И потому я живу сквозь его смерть.
И когда мне было девятнадцать лет, именно потому я заплакала, стала как в припадке, когда впервые читала стихотворение Сильвии Плат «Папочка», я тогда еще не в полной мере понимала, какое отношение этот текст имеет лично ко мне, и мне казалось тогда, что я плачу от этого текста, потому что в том числе он изобличает ужас фашизма. Намного позже я поняла, что этот стих так выкосил и перевернул меня, оттого что Плат не может простить своего отца и то, что, умерев, он оставил ее одну, и потому она навсегда, несмотря на все свое внутреннее сопротивление, голая нога, обутая в память о нем, в потребность в нем.
И я тоже. И мне все еще стыдно говорить и писать об этом, потому что это предельная уязвимость, невероятно очевидная – то, что я не могу пережить, что мой отец оставил меня.
От каждого мужчины я жду, что он заменит мне его, и тоже окажется сделанным со мной из одного материала, и между нами будет такое же чудовищное сходство, и больше всего я жду этого от тебя.
Смерть
Несколько секунд ты вжимаешь меня в матрас, догадавшись взять власть надо мной, сделать меня безоружной и тем самым вернуть меня в детство, вернуть мне себя саму.
В эти секунды я верю в то, что люблю тебя. А не только собственную беспомощность, доступ к который ты мне даешь.
И за это, к собственному ужасу, я могу простить тебе все. За это короткое возвращение или столкновение с собой.

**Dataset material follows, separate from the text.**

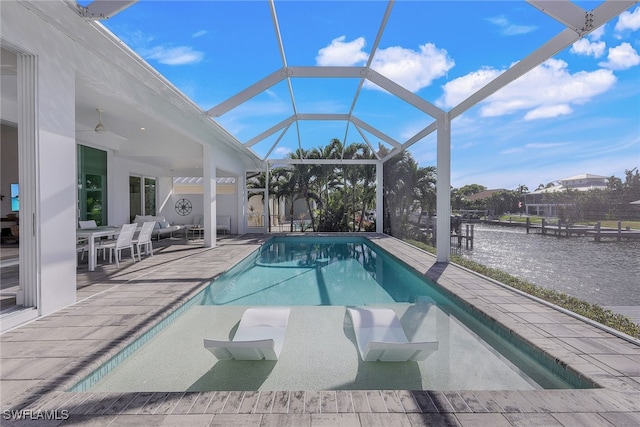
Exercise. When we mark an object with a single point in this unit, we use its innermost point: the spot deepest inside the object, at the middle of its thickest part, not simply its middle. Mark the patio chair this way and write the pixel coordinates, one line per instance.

И когда после ты уходишь курить, а я все еще лежу в твоей постели, поджимая ноги к груди, чтобы унять судорогу, и потом, когда я иду холодными зимними переулками от твоего дома к автобусной остановке, я обезличена, одна на морозной улице в сердцевине зимы, со мной нет ничего, кроме моей телесной памяти, в эти минуты, когда я слизываю языком снег с губ, мне кажется, что у меня нет даже имени. Его просто не может быть. Не должно быть. И через эту обезличенность, ликвидированность я всегда хочу приблизиться к смерти, к несуществованию. Потому что в этом небытии я надеюсь вернуться к своему отцу в тот зимний вечер, когда он читал мне «Буратино», а я полудремала рядом, и во всем зимнем заснеженном мире были только я и он. И его безграничная любовь ко мне. И мое равенство с ним, основанное на сходстве.
Ты
Ты спросил меня, почему я не пью таблетки.
Я не пью таблетки, потому что не хочу останавливать свое сознание, буйное, как море или метель, я устала бояться себя саму и больше не хочу притуплять себя, как всегда хотела в юности.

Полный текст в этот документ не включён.